Note that FIGS. 13 to 16 are examples of melting devices that employ the basket of the present invention, and the basket of the present invention can also be used in melting devices with other structures.
Of course, it can be adopted.

[Effects of the Invention] As detailed above, according to the basket according to the present invention, it is possible to easily and quickly discharge the pipe containing the dissolution residue without reversing the basket. In addition, the basket has a double-tube structure, which allows the acid solution to be evenly distributed throughout the basket, resulting in uniform melting of the spent nuclear fuel and greatly reducing the time required for one cycle of melting. .
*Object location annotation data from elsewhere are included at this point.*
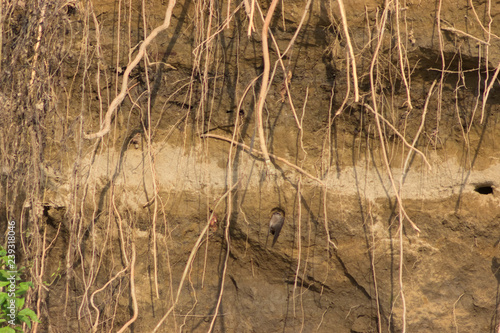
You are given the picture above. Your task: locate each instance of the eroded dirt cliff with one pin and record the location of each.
(387, 167)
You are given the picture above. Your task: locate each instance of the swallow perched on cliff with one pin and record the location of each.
(276, 223)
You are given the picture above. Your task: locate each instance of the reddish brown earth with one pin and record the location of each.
(377, 236)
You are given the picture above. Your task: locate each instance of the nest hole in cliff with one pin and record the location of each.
(484, 188)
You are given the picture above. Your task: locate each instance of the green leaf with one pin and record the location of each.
(30, 313)
(19, 303)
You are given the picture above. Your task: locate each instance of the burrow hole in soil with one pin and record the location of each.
(484, 189)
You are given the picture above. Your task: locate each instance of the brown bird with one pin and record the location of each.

[Brief explanation of the drawing]

Fig. 1 is a vertical cross-sectional view of a basket according to an embodiment of the present invention, Fig. 2 is a schematic configuration diagram of a spent nuclear fuel melting device, and Figs. 3 and 4 explain conventional pipe discharge work. It is a schematic diagram. FIG. 5 is an enlarged sectional view of the upper part of the basket 14a, FIG. 6 is an enlarged perspective view (perspective view) of the lower part of the basket 14a, and FIG.
The figure is a sectional view taken along the line of FIG. 1, FIGS. 8 and 9 a are sectional views taken along the line of FIG. 10 is a plan sectional view illustrating the opening of the bottom cover 36, FIG. 10 is a perspective view of FIG. Fig. 13 and Fig. 15 are respectively an overall view of the melting device in which the basket of the present invention is immersed, Fig. 14 is an enlarged sectional view showing the part shown in Fig. 13, and Fig. 16 is an enlarged view of the part shown in Fig. 15. FIG. 12... Melting tube, 14, 14a... Basket, 30... Drum, 32... Inner tube, 34...
Outer tube, 36...bottom cover, 36a, 36b...half body, 38...hinge, 40...mandrel, 42...boss portion, 44...support shaft, 46...dish-shaped enlarged head, 48... Lock bar, 50, 52... Groove,
54, 56... Seal member, 58... Lock bar clamping member, 70, 78... Sludge collecting section.

Claims (1)

[Scope of Claim for Utility Model Registration] (1) A cylindrical basket that holds cut pieces of spent nuclear fuel inside and is charged vertically into a melting device, with a porous outer tube and a porous outer tube inside the basket. A porous inner tube inserted and installed coaxially, a disk-shaped bottom cover with a central hole that seals the bottom of the space between the outer tube and the inner tube, and a bottom cover of the bottom cover. a lock bar that is rotatable along the inner tube and about the center point of the inner tube, and the bottom cover is divided into two diametrically divided halves that can be opened downward by a pivot member. A basket for a spent nuclear fuel melting device, characterized in that the basket is connected to a spent nuclear fuel melting device. (2) The pivot member is a hinge, and the stem of the hinge crosses the lower end of the inner tube in the diametrical direction of the inner tube. 2. The spent nuclear fuel melting device basket according to claim 1, wherein a lock bar support shaft is pivotally supported, and the lock bar is fixed to the lower end of the support shaft. (3) The support shaft is pivotally supported to be vertically movable with respect to the mandrel, and the lock bar has a length approximately equal to the outer diameter of the outer tube, and has a length in a diametrical direction perpendicular to the mandrel. A basket for a spent nuclear fuel melting device according to claim 2, characterized in that grooves are formed at two locations on the lower edge of the outer tube, into which the tips of the lock bars are engaged. (4) Claims of a utility model patent characterized in that an annular sealing member is provided on the inner peripheral surface of the lower part of the outer tube and the outer peripheral surface of the lower part of the inner tube, with which the upper peripheral edge of the bottom cover comes into contact. A basket for a spent nuclear fuel melting device according to any one of Items 1 to 3.